At the same time, the pace at which we live also impacts the consumer and personal finance decisionsalong with the speed of the daily work schedule, the speed of technological changes, the impact of advertising and increased marketing on social networks, remote work, high turnover in job positions in companies and corporations, etc.
All these factors cause a change in the lifestyle of modern societyincrease people’s tendency towards short-term consumerism, affect personal economic decisions and make it difficult to think about long-term projects or objectives, 10, 20 or 30 years, for example.
Financial education, key to beginning the transformation
But how do we begin to transform our vision of short-term consumption into one of long-term investment and projects?
The financial education It can be a good ally to help start the transformation, and to better understand our personal economy. Also to plan. This does not mean not being able to treat yourself and consume in the short term, but it should allow you to have a more comprehensive and longer-term vision.

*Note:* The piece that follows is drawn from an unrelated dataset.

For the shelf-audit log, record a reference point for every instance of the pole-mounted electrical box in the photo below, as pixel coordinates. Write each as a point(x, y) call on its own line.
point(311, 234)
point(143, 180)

Always prioritizing financial health, maintaining habits that allow us to take care of our assets, not spending on unnecessary things, and fundamentally to be able to make investments that allow us to consistently increase our assets in the long term. A last point that provides solidity, tranquility and security.
Three keys to start investing in the capital market
Therefore, those who seek to consume in a controlled manner, protect your savings facing a challenging economic context of high inflation, and at the same time increase and enhance your capital or assets thinking beyond the short term, they must begin to make concrete actions. Here among several possible ones, we mention at least three:
The first, and we could say key, is to have clarity in personal finances and understand the importance of generating alternative sources of income – such as dividends, rents and passive income.
Another is the stay informed, and updated on local and international political and economic situation. As we said later, the flexibility to adapt to different scenarios, there is no doubt, adds up in times like the current one.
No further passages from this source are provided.